网页分析工具beautifulsoup学习

Beautiful Soup是一个用来解析HTML和XML的python库，它可以按照你喜欢的方式去解析文件，查找并修改解析树。它可以很好的处理不规范标记并生成剖析树(parse tree). 它提供简单又常用的导航(navigating)，搜索以及修改剖析树的操作。

安装beautifulsoup

#安装版本3
apt-get install python-beautifulsoup
#安装版本4
apt-get install python-bs4 python-bs4-doc

既然是练习，就使用文档上的例子进行练习，文档的HTML采用以下内容：

<html><head><title>The Dormouse's story</title></head>
<p class="title"><b>The Dormouse's story</b></p>
<p class="story">Once upon a time there were three little sisters; and their names were
<a href="http://example.com/elsie" class="sister" id="link1">Elsie</a>,
<a href="http://example.com/lacie" class="sister" id="link2">Lacie</a> and
<a href="http://example.com/tillie" class="sister" id="link3">Tillie</a>;
and they lived at the bottom of a well.</p>
<p class="story">...</p><span style="font-size:14px;"> 
</span>

Beautiful Soup模块中有一个BeautifulSoup对象，它会返回结构化的文档。

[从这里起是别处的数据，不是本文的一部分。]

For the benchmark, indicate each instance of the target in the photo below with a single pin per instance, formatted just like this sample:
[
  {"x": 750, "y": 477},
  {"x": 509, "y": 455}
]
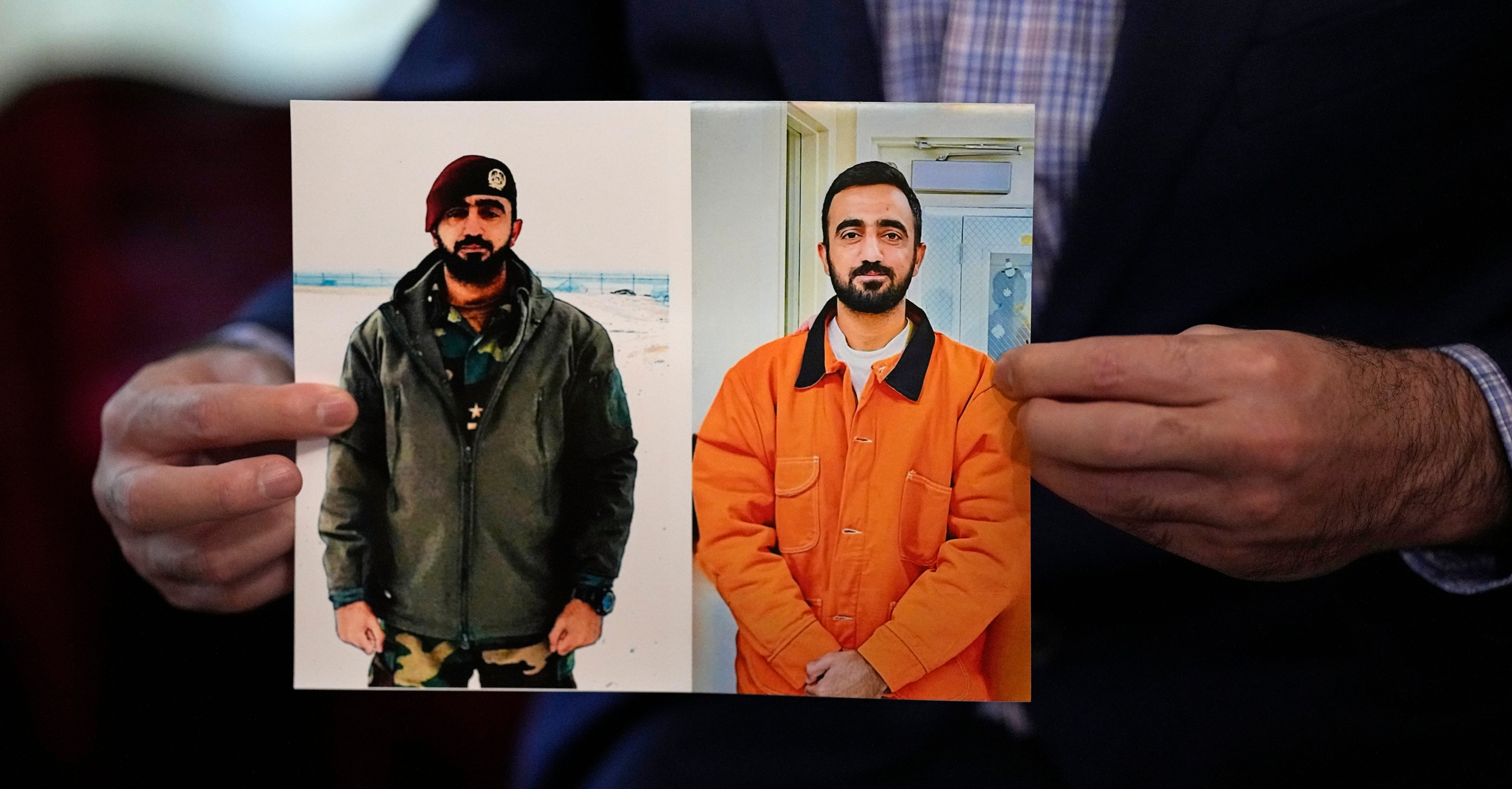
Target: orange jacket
[{"x": 897, "y": 525}]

剖析树： Beautiful Soup剖析一个文档后生成的数据结构。

剖析对象 (BeautifulSoup或 BeautifulStoneSoup的实例)是深层嵌套(deeply-nested), 精心构思的数据结构，可以与XML和HTML结构相互协调。剖析对象包括2个类型的对象，Tag对象，用于操纵像<TITLE> ，<B>这样的标签；NavigableString对象，用于操纵字符串，如"Page title"和"This is paragraph"。

t=BeautifulSoup.BeautifulSoup(file,from_encoding="UTF-8") 类解析HTML文档，返回句柄t，可以指定编码，默认是unicode，可以使用str将beautiful soup文档转化为字符串，str(t)，或者使用prettify，prettify方法添加了一些换行和空格以便让文档看起来更清晰。如果原始文档含有编码声明，Beautiful Soup会将原始的编码声明改为新的编码。也就是说，你载入一个HTML文档到BeautifulSoup后，再输出它，不仅HTML被清理过了，而且可以明显的看到它已经被转换为UTF-8

练习1 返回标准结构化的HTML文档

#!/usr/bin/python
#coding=utf-8
from bs4 import BeautifulSoup
html_doc = '上面html的内容'
soup = BeautifulSoup(html_doc)
print(soup.prettify())
 
结果：
<html>
 <head>
  <title>
   The Dormouse's story
  </title>
 </head>
 <body>
  <p class="title">
   <b>
    The Dormouse's story
   </b>
  </p>
  <p class="story">
   Once upon a time there were three little sisters; and their names were
   <a class="sister" href="http://example.com/elsie" id="link1">
    Elsie
   </a>
   ,
   <a class="sister" href="http://example.com/lacie" id="link2">
    Lacie
   </a>
   and
   <a class="sister" href="http://example.com/tillie" id="link3">
    Tillie
   </a>
   ;
and they lived at the bottom of a well.
  </p>
  <p class="story">
   ...
  </p>
 </body>
</html>

可以看到之前横排的HTML内容已经加入一些换行，看起来更清晰一些了。可以使用返回的soup句柄访问具体的数据结构。

print soup.title
> <title>The Dormouse's story</title>

print soup.title.name
> title

print soup.title.string
> The Dormouse's story

print soup.p
> <p class="title"><b>The Dormouse's story</b></p>

print soup.p["class"]
> ['title']

print soup.find_all('a')
> [<a class="sister" href="http://example.com/elsie" id="link1">Elsie</a>, 
<a class="sister" href="http://example.com/lacie" id="link2">Lacie</a>, 
<a class="sister" href="http://example.com/tillie" id="link3">Tillie</a>]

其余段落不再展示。